Heute entsteht hier bereits grob jedes vierte Beschäftigungsverhältnis. Nicht zufällig sind Unternehmen im Gesundheitsbereich auch beliebte Anlageziele am Finanzmarkt. Andererseits ist das Thema Gesundheit eines der Kernfelder sozialstaatlichen Handelns. Alle Mitglieder der Gesellschaft sollen verbindlich alles Notwendige an medizinischer Versorgung erhalten.
Beim Blick auf die Entwicklung der letzten drei Jahrzehnte wird man jedoch feststellen, dass die Bereitschaft eher abgenommen hat, die hierfür erforderlichen Ressourcen sicherzustellen. Hieraus haben sich Veränderungen medizinischen Handelns entwickelt, die man durchaus mit Maio als "Ökonomisierung der Medizin" bewerten kann. Ihn treibt die Sorge vor einer zunehmenden Herausbildung von Mechanismen, die eine medizinische Heilkunst von ihrer eigentlichen Aufgabe abbringen, ihr einen Teil ihrer Wirkungsmöglichkeiten nehmen und sogar an bestimmten Stellen Verschwendung begünstigen. Sehr einleuchtend werden Tendenzen wie "vom Vertrauens- zum Vertragsverhältnis" oder "Problemfeld Bonuszahlungen" und "Irrweg in die Priorisierung" kritisch durchleuchtet.
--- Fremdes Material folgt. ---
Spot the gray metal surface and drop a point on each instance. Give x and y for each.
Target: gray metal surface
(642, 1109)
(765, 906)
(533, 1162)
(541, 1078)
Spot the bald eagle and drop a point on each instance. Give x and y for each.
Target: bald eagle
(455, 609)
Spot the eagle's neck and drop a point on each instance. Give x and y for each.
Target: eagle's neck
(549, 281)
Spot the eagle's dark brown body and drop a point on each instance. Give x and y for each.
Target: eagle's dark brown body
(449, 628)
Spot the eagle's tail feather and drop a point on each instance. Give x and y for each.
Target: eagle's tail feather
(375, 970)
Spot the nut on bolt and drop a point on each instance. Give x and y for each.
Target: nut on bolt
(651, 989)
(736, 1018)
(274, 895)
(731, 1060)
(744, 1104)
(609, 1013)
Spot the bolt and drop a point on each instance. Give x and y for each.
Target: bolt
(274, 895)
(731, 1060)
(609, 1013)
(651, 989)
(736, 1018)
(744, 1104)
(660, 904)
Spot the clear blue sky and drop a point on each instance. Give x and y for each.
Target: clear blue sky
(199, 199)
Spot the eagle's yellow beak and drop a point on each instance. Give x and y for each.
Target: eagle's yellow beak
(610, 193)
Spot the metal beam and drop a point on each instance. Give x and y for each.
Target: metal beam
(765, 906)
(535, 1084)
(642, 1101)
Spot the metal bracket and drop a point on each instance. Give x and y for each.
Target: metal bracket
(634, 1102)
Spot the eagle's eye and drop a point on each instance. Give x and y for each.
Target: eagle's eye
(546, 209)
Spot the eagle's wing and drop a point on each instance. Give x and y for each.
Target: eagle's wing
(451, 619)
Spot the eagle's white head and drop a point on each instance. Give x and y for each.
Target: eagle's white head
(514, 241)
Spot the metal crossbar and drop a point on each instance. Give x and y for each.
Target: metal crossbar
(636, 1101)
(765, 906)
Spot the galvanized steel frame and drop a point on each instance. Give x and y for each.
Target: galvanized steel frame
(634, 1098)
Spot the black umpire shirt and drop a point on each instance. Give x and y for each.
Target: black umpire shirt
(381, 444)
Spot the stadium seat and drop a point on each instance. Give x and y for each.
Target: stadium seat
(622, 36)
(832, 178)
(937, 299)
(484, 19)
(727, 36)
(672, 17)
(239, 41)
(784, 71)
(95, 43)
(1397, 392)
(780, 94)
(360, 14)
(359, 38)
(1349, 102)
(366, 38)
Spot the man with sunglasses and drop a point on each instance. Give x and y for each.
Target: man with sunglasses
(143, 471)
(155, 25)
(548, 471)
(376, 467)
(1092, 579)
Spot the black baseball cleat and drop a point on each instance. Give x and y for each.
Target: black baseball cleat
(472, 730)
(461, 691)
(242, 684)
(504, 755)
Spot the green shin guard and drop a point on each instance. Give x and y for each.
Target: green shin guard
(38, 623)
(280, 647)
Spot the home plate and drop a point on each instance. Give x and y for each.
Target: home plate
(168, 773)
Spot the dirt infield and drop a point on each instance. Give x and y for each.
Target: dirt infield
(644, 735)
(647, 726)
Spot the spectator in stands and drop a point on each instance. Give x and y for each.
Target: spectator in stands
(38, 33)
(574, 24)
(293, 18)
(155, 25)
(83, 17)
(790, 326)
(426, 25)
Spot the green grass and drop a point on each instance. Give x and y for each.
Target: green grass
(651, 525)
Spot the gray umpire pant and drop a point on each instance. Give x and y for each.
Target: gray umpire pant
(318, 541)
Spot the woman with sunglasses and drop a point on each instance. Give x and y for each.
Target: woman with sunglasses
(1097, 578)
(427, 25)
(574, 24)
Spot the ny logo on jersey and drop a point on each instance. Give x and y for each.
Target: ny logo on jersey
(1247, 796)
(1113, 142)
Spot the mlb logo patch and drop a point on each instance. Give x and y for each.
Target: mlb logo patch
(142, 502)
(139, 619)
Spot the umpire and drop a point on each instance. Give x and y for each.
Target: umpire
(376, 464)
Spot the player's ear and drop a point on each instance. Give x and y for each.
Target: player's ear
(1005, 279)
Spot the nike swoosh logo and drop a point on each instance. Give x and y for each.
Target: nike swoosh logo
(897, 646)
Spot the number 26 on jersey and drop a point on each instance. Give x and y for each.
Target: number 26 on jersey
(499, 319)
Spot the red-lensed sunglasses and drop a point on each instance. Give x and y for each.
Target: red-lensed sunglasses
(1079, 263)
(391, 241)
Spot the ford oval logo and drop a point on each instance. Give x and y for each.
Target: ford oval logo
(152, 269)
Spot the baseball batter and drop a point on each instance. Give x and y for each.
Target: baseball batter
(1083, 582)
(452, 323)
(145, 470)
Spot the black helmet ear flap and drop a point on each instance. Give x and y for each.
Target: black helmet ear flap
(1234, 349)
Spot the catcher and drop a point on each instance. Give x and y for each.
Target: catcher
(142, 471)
In Gesellschaft und Politik sieht er eine Tendenz heraufziehen, dem Bürger als Nutzer des Systems eine Art Pflicht zu gesundheitsdienlichem Verhalten abzufordern, mit der Folge eines latenten Schuldvorwurfs gegen chronisch Kranke und Alte. Diese sieht Maio als die Hauptverlierer der neueren Entwicklung.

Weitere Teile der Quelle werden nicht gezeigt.